Some say the issue lies in people who self-diagnose themselves with these disorders. While the reasoning behind this makes sense—that by diagnosing yourself without seeking a psychiatrist first, you can easily fail to distinguish the differences between the real thing and the cliched symptoms scattered all over the internet—it ends up doing more harm than good. Concluding that all self-diagnosis is trivializing mental illnesses is unrealistic. For one, how is somebody supposed to know to go see a psychiatrist if they aren’t even allowed to do research, take note of their struggles and see if their symptoms line up? That’s not all, though; for many, healthcare isn’t easily accessible, and it isn’t economically viable to meet with a psychiatrist who may or may not give a diagnosis. Here’s a good distinction: if somebody on the internet gives themselves the label of “anxiety” just to fit an aesthetic, persona or character type that they admire, has no plans to seek treatment and fits few of the real symptoms, that’s a great example of somebody’s self-diagnosis resulting in further stigmatization of mental illnesses. However, somebody who is simply concerned that they may have a mental illness, does research on it and yet can’t see a doctor for financial or personal reasons doesn’t sound like somebody who’s romanticizing mental illness. Dismissing their experience and blaming them for the stigmatization of mental health problems might make them afraid to admit their struggles and refuse to seek treatment.

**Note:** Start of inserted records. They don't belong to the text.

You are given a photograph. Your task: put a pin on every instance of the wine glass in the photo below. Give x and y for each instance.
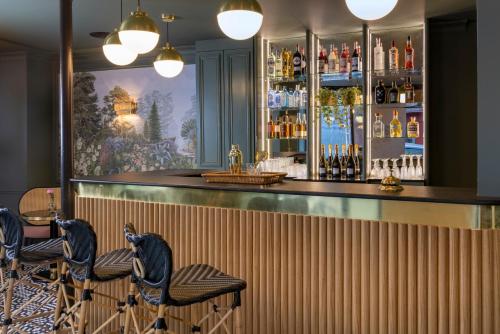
(395, 169)
(411, 168)
(404, 167)
(419, 171)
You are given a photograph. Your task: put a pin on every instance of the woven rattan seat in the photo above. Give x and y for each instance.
(195, 284)
(110, 266)
(42, 252)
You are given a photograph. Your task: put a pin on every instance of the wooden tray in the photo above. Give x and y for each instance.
(244, 178)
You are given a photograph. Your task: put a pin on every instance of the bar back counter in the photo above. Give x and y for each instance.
(318, 257)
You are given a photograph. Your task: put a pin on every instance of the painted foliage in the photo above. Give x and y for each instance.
(134, 120)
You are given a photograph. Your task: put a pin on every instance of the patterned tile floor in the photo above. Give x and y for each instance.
(44, 303)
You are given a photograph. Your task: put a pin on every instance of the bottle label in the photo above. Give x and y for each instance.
(355, 64)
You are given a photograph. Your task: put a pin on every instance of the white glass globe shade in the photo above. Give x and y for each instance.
(240, 24)
(168, 68)
(371, 9)
(139, 41)
(118, 54)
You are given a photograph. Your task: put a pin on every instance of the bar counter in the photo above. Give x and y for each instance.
(317, 257)
(435, 206)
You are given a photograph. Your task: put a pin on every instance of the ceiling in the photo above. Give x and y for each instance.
(35, 23)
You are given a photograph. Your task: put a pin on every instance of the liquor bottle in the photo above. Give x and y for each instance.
(350, 167)
(278, 66)
(393, 93)
(325, 61)
(336, 164)
(355, 59)
(344, 59)
(413, 128)
(321, 61)
(409, 55)
(304, 127)
(322, 162)
(290, 64)
(303, 62)
(271, 98)
(409, 91)
(283, 129)
(378, 126)
(270, 127)
(380, 93)
(271, 65)
(393, 57)
(343, 162)
(286, 122)
(378, 56)
(297, 63)
(298, 126)
(360, 58)
(357, 162)
(277, 128)
(332, 60)
(284, 57)
(329, 162)
(395, 126)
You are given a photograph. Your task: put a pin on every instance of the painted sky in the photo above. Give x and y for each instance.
(142, 81)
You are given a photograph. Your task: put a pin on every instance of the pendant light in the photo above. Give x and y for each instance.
(139, 32)
(369, 10)
(240, 19)
(169, 62)
(113, 49)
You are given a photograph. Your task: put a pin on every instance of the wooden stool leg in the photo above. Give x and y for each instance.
(237, 320)
(160, 320)
(8, 298)
(130, 307)
(85, 305)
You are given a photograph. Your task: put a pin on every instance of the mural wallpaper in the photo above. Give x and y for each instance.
(131, 120)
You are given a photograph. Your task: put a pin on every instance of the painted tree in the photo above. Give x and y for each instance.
(154, 124)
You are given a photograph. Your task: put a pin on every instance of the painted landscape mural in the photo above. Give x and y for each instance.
(132, 120)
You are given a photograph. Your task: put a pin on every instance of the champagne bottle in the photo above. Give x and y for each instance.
(409, 55)
(322, 162)
(297, 63)
(270, 127)
(336, 164)
(343, 162)
(329, 162)
(350, 164)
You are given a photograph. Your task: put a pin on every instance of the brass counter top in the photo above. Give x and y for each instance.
(418, 205)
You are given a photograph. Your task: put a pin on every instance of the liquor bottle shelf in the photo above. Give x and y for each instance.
(287, 139)
(399, 73)
(411, 105)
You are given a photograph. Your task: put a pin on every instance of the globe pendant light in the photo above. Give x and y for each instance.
(139, 32)
(115, 52)
(371, 9)
(240, 19)
(169, 62)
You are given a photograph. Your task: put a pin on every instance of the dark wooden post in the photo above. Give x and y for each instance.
(66, 106)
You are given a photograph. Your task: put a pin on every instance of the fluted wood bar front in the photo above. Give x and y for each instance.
(315, 274)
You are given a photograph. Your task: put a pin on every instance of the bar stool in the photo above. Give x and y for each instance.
(160, 287)
(80, 261)
(36, 256)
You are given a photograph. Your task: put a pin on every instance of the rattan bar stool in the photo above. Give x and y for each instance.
(161, 287)
(25, 263)
(81, 263)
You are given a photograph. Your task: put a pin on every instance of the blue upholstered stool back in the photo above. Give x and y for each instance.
(11, 234)
(80, 246)
(153, 262)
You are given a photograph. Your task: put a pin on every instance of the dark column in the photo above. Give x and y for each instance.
(66, 106)
(488, 136)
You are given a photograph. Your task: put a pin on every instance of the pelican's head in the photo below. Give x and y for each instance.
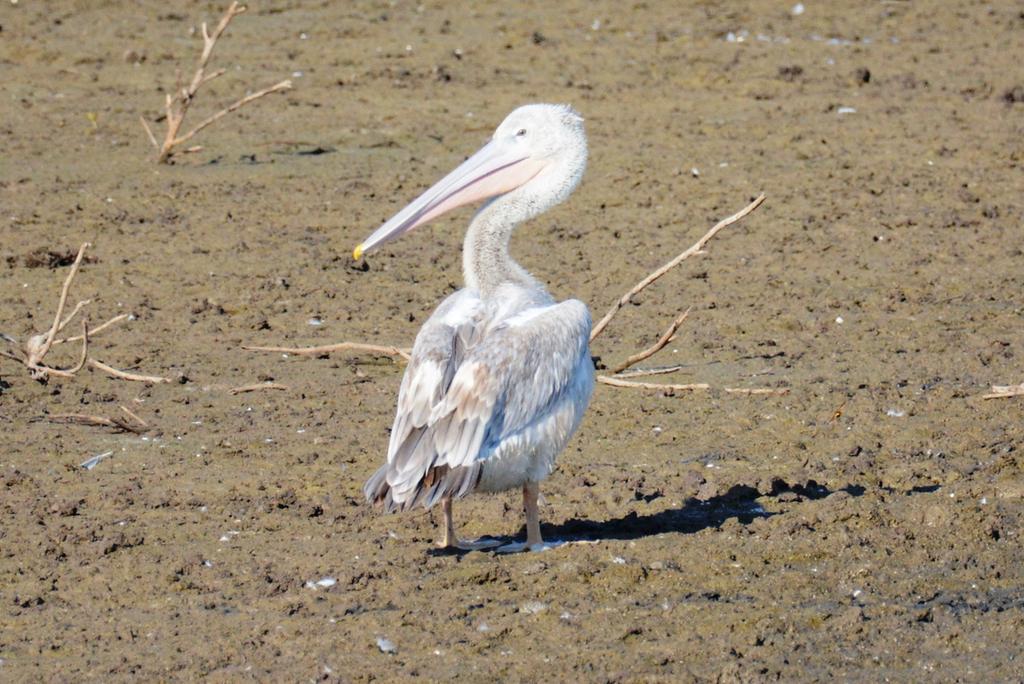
(539, 153)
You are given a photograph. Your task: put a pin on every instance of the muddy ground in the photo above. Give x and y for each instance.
(864, 526)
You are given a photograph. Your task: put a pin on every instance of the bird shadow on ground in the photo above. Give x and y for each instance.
(740, 502)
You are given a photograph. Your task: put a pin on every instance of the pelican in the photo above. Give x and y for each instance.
(501, 374)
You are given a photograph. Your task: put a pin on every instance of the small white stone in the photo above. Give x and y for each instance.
(532, 607)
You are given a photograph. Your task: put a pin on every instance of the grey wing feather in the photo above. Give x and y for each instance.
(469, 385)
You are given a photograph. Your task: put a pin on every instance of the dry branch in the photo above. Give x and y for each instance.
(124, 375)
(619, 382)
(385, 350)
(695, 248)
(255, 387)
(777, 391)
(176, 107)
(118, 424)
(667, 337)
(1005, 391)
(37, 346)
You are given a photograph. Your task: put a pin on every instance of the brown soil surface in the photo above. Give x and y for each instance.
(865, 526)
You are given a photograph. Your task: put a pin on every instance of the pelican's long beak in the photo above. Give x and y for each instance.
(498, 168)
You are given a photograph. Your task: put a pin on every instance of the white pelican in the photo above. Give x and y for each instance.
(501, 374)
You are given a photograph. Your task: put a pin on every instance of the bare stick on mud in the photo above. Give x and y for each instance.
(33, 355)
(118, 424)
(256, 387)
(1005, 391)
(177, 107)
(696, 248)
(384, 350)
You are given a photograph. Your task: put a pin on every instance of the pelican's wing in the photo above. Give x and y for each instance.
(439, 347)
(493, 383)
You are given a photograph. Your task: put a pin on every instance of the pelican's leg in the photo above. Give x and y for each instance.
(452, 541)
(530, 490)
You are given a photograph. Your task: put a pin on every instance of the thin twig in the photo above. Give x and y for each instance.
(36, 356)
(99, 366)
(779, 391)
(385, 350)
(177, 105)
(284, 85)
(640, 373)
(148, 132)
(133, 416)
(85, 348)
(667, 337)
(71, 316)
(617, 382)
(1005, 391)
(97, 329)
(93, 421)
(255, 387)
(696, 248)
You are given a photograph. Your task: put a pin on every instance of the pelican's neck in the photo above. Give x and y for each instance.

Ending the stigma is extremely important. We need to change the way we talk about mental illnesses; rather than depicting them as cute or quirky, let’s address them as real issues that deserve support. Bringing awareness to and normalizing these struggles does help when it’s done effectively. But while you may have good intentions, it’s not a good idea to use mental illnesses as a badge of honor; all that does is glamorize them further.